Diga por que não será possível atender ao pedido. “Seja objetivo e
apresente uma boa justificativa para a sua recusa”, diz Waldir Eschberger Jr.,
presidente do Zambon Laboratórios. Vale perguntar se é possível resolver
posteriormente o assunto em questão e, claro, se oferecer para fazer isso.
9) Você se sentiu injustiçado
Peça um feedback. Em primeiro lugar, não comente o assunto com os
colegas. “Seu sentimento pode chegar aos ouvidos do chefe”, diz Ricardo Rocco,
um dos diretores da Russell Reynolds, consultoria de recrutamento de executivos
com escritório em São Paulo. Esfrie a cabeça e diga ao seu superior como se
sentiu em relação ao ocorrido. Se a promoção saiu para um colega, por exemplo,
nem pense em se comparar a ele. Peça um feedback sobre o seu desempenho.
10) O chefe está estranho com você
Precipite o assunto. Pergunte se a mudança de comportamento tem a ver com
seu trabalho. Se tiver, ouça as razões dele sem se justificar e trabalhe para
melhorar. Também é bom aprender a ler os sinais não-verbais antes de ficar
cismado. “Muitas vezes, o chefe pode estar mais calado que de costume, mas
demonstra por atitudes que continua o mesmo de antes”, diz Lucia Costa,
sóciadiretora da Mariaca/Lee Hecht Harrison, consultoria especializada no
recrutamento de executivos, em São Paulo.
11) Você teve uma briga com o seu chefe
Peça desculpas. No início da carreira, Luiz Eduardo Rubião, diretor-geral
da Chemtech, consultoria carioca de projetos de engenharia e tecnologia, se
indispôs com o chefe. “Se tivesse conversado com ele em seguida, não teria
ficado com as piores turmas do cursinho”, diz ele, que na época era professor.

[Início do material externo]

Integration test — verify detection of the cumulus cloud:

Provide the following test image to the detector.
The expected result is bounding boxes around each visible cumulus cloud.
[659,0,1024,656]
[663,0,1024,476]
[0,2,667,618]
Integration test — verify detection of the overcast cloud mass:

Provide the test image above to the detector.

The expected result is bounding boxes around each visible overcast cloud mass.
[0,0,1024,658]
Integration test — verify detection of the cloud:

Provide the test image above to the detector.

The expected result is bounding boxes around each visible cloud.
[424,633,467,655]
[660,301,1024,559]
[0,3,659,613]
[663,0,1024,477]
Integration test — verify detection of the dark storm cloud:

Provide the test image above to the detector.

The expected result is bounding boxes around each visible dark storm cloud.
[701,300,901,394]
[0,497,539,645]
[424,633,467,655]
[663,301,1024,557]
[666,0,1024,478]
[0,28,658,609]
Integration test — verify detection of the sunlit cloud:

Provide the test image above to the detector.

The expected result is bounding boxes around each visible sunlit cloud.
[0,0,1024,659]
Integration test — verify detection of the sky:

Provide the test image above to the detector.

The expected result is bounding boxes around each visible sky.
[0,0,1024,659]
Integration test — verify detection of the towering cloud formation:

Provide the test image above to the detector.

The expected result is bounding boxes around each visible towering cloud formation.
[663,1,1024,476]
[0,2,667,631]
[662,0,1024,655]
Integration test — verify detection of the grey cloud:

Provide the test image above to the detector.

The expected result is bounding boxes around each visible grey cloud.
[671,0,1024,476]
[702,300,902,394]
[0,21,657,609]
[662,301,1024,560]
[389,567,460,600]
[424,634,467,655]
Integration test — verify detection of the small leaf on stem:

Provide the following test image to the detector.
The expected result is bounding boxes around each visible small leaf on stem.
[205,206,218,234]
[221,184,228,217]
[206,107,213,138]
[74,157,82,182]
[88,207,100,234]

Para Luiz, é possível resolver a situação de um jeito maduro. “Mas, se você se
excedeu, tem que pedir desculpas”, diz.
Conte até 20. “Se você já sabe que seu chefe gosta de provocar, respire
fundo quando for falar com ele”, diz Gerson, da Talent Solution.
12) O superior sabe menos do que você
Pense no lado bom. É cada vez mais comum dirigentes sem as mesmas
qualificações técnicas da equipe. Mas não é isso que está em discussão. Quando
alguém assume uma posição de liderança, a orientação passa a ser para as
pessoas, não para a execução de tarefas. Segundo Robert Joss, professor da
Graduate School of Business, da Universidade Stanford, nos Estados Unidos, o
líder tem que conseguir resultados por meio das pessoas — sua performance
individual se baseia nisso. Para Ricardo Rocco, da Russell Reynolds, salvo
algumas exceções, se ele está onde está é porque tem qualidades importantes para
a empresa. Portanto, comece a ver o que pode aprender com ele.
13) Quando você tem mais de um chefe
Crie um vínculo pessoal com cada um deles. “Quando você conhece o estilo
de cada um de seus chefes, tem mais condições de gerenciar as situações”, diz
Lucia, da Mariaca/Lee Hecht Harrison. Uma boa maneira de fazer isso é observar
as atitudes dele e ouvir o que as pessoas e o mercado costumam falar sobre ele.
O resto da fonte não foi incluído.